Ногаре выпрямился; ни одна черта в его лице не дрогнула. Чужие страдания, чужая кровь, оскорбления, которыми его осыпали враги, их отчаяние и их ненависть скользили по нему, не оставляя следа, как скатывается дождевая вода с гладкого камня. Своей легендарной жестокости, этой поразительной бесчувственности он был обязан тем, что стал верным исполнителем самых тайных замыслов короля, и надо сказать, что роль эта далась ему легко, далась без труда. Он стал таким, каким хотел стать: он чувствовал в себе призвание к тому, что полагал общественным благом, как призванием иного человека бывает любовь.
Призвание, склонность – так называют страсть, когда хотят ее облагородить. В железной, в свинцовой душе Ногаре таился тот же эгоизм, то же ненасытное желание, которое заставляет влюбленного жертвовать всем ради обожаемого существа. Ногаре жил в некоем вымышленном мире, где мерилом всего была государственная польза. Отдельные личности ничего не значили в его глазах, да и себе самому он не придавал никакого значения.
Через всю историю человечества проходит вечно возрождающееся племя таких вот фанатиков общего блага и писаного закона. Их логика граничит с бесчеловечностью, бездушием как в отношении других, так и в отношении самих себя; эти служители отвлеченных богов и абсолютных правил берут на себя роль палачей, ибо желают быть последними палачами.
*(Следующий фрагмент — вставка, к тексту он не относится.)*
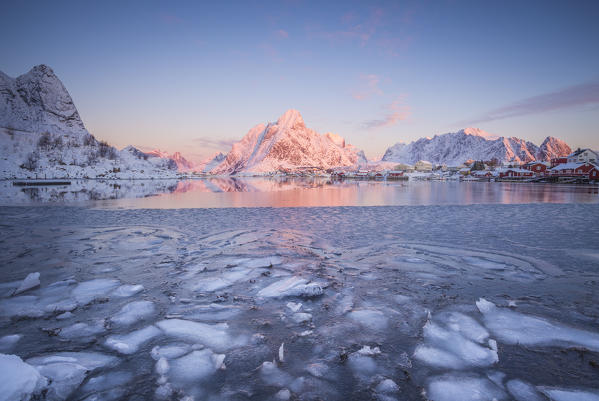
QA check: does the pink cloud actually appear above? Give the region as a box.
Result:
[362,95,412,129]
[160,14,184,24]
[275,29,289,39]
[352,74,383,100]
[457,81,599,125]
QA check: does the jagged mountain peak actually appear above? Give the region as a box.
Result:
[0,64,88,135]
[212,109,366,174]
[382,128,570,165]
[277,109,306,129]
[458,127,499,140]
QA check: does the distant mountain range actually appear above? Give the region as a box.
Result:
[0,65,571,178]
[382,128,572,166]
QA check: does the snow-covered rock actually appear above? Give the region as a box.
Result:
[0,65,177,179]
[212,110,366,174]
[382,128,571,166]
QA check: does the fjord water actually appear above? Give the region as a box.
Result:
[0,177,599,209]
[0,180,599,401]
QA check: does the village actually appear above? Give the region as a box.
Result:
[330,149,599,184]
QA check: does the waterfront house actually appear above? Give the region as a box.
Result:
[568,148,599,163]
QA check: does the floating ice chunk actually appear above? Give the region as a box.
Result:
[15,272,40,295]
[358,345,381,356]
[476,298,599,352]
[169,300,241,322]
[0,354,48,401]
[507,379,545,401]
[376,379,399,394]
[260,362,293,387]
[156,319,248,351]
[106,326,162,355]
[58,320,106,340]
[275,388,291,401]
[82,371,133,392]
[306,363,329,378]
[291,312,312,323]
[539,387,599,401]
[168,349,224,385]
[27,352,119,399]
[0,334,23,352]
[110,284,144,298]
[110,301,156,326]
[151,344,191,361]
[348,309,388,330]
[156,357,170,376]
[414,320,499,369]
[0,295,45,318]
[347,352,378,376]
[154,383,173,400]
[71,278,119,305]
[279,343,285,362]
[426,375,507,401]
[258,276,326,298]
[27,352,119,370]
[56,312,75,320]
[242,256,283,268]
[435,312,489,343]
[37,362,87,400]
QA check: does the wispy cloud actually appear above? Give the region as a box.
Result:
[160,14,184,24]
[362,95,412,129]
[193,137,238,151]
[456,81,599,125]
[352,74,383,100]
[275,29,289,39]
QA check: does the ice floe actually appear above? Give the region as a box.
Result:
[414,312,499,369]
[506,379,545,401]
[347,308,389,330]
[258,276,326,298]
[15,272,40,295]
[110,301,156,326]
[0,354,48,401]
[156,319,248,351]
[260,361,293,387]
[27,352,119,400]
[476,298,599,352]
[426,374,507,401]
[71,278,120,305]
[539,387,599,401]
[58,319,106,340]
[106,326,162,354]
[110,284,144,298]
[0,334,23,352]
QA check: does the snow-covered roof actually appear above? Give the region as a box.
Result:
[551,162,584,171]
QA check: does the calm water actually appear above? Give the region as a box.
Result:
[0,178,599,209]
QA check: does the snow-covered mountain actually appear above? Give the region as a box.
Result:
[382,128,571,166]
[145,149,196,171]
[211,110,366,174]
[0,65,177,178]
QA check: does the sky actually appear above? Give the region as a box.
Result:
[0,0,599,160]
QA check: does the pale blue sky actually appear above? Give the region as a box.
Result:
[0,0,599,158]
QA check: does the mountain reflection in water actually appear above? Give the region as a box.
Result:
[0,177,599,209]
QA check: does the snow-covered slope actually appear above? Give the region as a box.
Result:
[536,136,572,161]
[212,110,366,174]
[0,65,177,178]
[146,149,196,171]
[382,128,570,165]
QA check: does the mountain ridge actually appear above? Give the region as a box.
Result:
[381,127,572,165]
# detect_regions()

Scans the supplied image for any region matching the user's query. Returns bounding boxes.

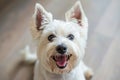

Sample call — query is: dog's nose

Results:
[56,44,67,54]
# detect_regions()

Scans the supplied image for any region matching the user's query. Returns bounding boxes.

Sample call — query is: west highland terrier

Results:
[22,1,92,80]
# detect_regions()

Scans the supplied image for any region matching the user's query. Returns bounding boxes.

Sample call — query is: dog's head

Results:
[31,1,88,74]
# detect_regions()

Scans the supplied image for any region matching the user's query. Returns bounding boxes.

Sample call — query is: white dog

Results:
[22,1,92,80]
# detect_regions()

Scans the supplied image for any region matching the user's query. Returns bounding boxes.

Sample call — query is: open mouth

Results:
[52,54,72,69]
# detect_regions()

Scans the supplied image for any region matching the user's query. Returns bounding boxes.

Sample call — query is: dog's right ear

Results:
[31,3,52,39]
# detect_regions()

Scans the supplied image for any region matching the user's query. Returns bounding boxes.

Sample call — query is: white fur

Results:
[23,1,93,80]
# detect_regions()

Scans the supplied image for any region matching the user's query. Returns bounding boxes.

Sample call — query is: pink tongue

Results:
[56,55,67,67]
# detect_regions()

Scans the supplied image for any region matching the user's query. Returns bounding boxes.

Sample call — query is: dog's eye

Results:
[48,34,56,42]
[67,34,74,40]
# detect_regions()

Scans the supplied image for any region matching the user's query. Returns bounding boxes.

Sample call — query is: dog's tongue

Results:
[56,55,67,67]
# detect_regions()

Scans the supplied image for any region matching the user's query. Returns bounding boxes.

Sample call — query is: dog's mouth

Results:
[52,54,72,69]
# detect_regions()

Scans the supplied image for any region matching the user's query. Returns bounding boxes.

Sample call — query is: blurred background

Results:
[0,0,120,80]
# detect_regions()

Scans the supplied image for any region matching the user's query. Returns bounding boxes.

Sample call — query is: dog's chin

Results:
[51,54,72,69]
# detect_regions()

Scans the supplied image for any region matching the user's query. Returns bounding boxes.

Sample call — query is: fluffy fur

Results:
[25,1,92,80]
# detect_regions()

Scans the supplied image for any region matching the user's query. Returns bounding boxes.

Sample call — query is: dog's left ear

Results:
[65,1,88,27]
[31,3,53,39]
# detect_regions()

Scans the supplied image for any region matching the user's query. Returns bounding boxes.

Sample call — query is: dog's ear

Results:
[65,1,88,27]
[65,1,88,40]
[31,3,52,39]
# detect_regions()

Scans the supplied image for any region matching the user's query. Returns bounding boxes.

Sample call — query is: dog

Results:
[24,1,93,80]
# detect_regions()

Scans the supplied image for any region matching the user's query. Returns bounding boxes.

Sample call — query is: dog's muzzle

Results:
[52,54,72,69]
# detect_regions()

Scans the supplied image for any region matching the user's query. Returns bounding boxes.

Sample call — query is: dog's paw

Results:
[85,69,93,80]
[20,46,37,64]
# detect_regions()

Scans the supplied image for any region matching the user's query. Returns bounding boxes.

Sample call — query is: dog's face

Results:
[31,2,88,74]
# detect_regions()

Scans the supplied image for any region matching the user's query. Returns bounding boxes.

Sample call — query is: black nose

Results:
[56,44,67,54]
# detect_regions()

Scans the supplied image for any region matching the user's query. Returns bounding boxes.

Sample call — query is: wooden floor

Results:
[0,0,120,80]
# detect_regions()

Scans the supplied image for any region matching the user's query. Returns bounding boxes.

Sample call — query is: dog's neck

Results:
[34,62,85,80]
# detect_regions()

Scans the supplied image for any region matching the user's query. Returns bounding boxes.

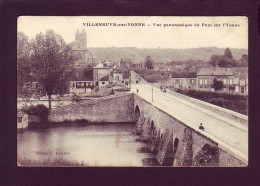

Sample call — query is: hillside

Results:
[88,47,248,63]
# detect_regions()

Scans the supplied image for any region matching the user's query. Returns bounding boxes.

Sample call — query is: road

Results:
[131,84,248,161]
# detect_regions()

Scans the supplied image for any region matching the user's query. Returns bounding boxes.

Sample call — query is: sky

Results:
[17,16,248,49]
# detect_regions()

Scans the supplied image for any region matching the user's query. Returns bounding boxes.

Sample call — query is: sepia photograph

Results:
[17,16,249,168]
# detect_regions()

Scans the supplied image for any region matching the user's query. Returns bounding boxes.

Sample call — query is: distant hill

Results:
[88,47,248,63]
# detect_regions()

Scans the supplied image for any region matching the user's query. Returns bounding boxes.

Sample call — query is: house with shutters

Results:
[197,67,248,94]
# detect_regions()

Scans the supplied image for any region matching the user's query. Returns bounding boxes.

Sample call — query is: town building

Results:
[197,67,248,94]
[68,29,95,68]
[159,76,197,90]
[69,68,94,96]
[93,61,113,87]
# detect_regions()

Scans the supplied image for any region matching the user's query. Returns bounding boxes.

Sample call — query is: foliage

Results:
[144,56,154,69]
[224,48,233,59]
[17,32,32,98]
[84,67,93,80]
[31,30,73,109]
[24,104,49,122]
[72,94,81,102]
[212,79,224,91]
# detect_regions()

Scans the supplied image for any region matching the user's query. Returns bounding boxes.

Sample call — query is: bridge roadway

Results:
[131,84,248,163]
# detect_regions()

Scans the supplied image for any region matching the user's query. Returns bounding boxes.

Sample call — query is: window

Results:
[240,78,246,85]
[200,79,203,85]
[18,117,23,123]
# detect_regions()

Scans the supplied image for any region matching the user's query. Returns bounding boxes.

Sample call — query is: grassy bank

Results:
[175,89,248,115]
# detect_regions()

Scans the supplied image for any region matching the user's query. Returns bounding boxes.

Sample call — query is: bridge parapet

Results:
[134,94,248,167]
[151,86,248,131]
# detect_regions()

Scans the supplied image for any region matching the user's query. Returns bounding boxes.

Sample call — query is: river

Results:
[17,123,157,166]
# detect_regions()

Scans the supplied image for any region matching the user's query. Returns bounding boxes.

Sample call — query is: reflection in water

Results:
[17,124,156,166]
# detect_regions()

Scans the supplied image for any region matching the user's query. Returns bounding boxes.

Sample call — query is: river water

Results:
[17,123,156,166]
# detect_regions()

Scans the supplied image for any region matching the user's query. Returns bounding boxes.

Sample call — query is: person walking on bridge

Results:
[199,123,205,131]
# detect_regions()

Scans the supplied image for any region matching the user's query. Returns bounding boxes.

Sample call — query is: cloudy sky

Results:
[18,16,248,49]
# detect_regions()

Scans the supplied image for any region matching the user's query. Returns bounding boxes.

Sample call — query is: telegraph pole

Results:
[152,83,153,102]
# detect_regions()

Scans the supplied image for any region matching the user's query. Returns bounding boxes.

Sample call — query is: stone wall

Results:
[49,92,134,122]
[134,94,246,167]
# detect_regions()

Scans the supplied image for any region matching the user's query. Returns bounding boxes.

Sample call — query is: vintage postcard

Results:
[17,16,248,167]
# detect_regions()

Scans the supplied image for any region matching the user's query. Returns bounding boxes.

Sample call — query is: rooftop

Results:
[197,67,248,76]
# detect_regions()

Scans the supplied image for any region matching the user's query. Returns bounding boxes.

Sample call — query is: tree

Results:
[17,32,32,98]
[144,56,154,69]
[31,30,73,110]
[224,48,233,59]
[212,79,224,91]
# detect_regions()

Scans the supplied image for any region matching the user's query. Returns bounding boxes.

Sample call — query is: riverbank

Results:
[28,119,135,129]
[17,123,156,167]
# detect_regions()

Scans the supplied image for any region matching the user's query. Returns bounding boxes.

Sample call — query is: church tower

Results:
[75,29,87,50]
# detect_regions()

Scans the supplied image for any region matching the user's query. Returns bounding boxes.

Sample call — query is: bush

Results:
[72,94,81,102]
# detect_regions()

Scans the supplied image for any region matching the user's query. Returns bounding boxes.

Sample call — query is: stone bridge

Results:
[132,84,248,167]
[49,84,248,167]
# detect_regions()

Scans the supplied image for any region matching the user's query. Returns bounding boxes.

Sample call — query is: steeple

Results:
[75,29,87,50]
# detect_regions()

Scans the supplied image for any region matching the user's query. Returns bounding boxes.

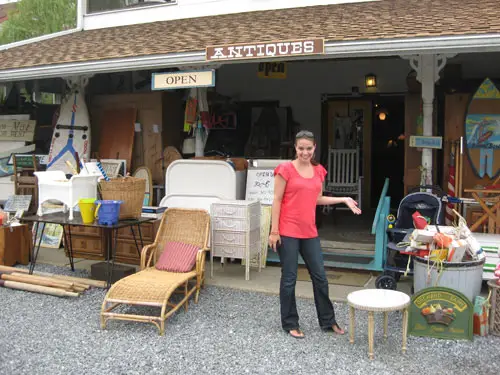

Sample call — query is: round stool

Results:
[347,289,410,359]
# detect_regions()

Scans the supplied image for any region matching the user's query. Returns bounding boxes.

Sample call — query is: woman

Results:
[269,130,361,338]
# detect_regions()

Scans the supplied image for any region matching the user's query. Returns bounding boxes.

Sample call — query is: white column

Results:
[409,55,451,185]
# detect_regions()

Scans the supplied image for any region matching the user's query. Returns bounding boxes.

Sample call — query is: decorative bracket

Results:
[401,54,456,83]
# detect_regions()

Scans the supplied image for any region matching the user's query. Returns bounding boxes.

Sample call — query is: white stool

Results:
[347,289,410,359]
[34,171,98,220]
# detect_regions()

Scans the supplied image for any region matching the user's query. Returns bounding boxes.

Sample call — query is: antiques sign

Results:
[0,120,36,142]
[205,38,325,61]
[410,135,443,149]
[409,287,474,340]
[151,70,215,90]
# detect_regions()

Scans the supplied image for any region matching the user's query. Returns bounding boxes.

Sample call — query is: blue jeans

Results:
[278,236,336,331]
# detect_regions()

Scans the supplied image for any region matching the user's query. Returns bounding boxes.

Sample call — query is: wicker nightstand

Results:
[210,201,261,280]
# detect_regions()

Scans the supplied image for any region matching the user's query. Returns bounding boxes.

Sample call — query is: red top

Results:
[274,162,327,238]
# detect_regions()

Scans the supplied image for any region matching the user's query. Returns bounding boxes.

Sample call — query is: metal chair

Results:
[324,147,363,212]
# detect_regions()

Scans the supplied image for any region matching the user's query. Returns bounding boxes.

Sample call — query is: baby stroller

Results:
[375,186,446,290]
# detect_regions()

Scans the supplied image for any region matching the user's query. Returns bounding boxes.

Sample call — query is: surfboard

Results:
[465,78,500,178]
[47,78,90,173]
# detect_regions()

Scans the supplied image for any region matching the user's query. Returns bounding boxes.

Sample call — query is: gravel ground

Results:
[0,265,500,375]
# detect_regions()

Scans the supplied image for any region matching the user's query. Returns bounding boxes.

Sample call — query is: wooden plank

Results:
[98,108,137,169]
[134,109,165,183]
[404,93,422,195]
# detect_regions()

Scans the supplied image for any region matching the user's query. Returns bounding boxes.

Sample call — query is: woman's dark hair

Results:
[295,130,319,166]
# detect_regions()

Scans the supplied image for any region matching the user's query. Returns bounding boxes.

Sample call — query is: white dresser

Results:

Но это лишь самообман, так как после их смерти мир перестает им повиноваться.
Пытая братьев д’Онэ, Ногаре верил, что действует так ради блага государства; и теперь он глядел на Готье и Филиппа, лица которых уже потеряли человеческие черты, и не видел в них людей; бессознательно он загородил от света эти искаженные мукой лица; для него они были лишь признаком непорядка; он победил.
«Тамплиеры держались крепче», – подумал он только. А ведь сейчас в его распоряжении были лишь местные «пытошники», а не прославленные мастера заплечных дел парижской инквизиции.
Выпрямившись, он сморщил лицо, спина у него ныла, и поясница была как свинцом налита. «Холод какой», – буркнул он себе под нос. Ногаре приказал закрыть окна и приблизился к треножнику, где еще пылали раскаленные угли. Протянув к огню руку, он подождал, пока пальцы согреются, и, ворча, стал растирать больную поясницу.
Два палача, стоявшие у стены, казалось, дремали… Из угла комнаты, куда бросили бесчувственные тела братьев д’Онэ, доносились жалобные стенания, но Ногаре уже не слышал их.
Хорошенько согрев спину, он вернулся к столу и взял лежавший там пергамент. Потом, глубоко вздохнув, направился к дверям и вышел прочь.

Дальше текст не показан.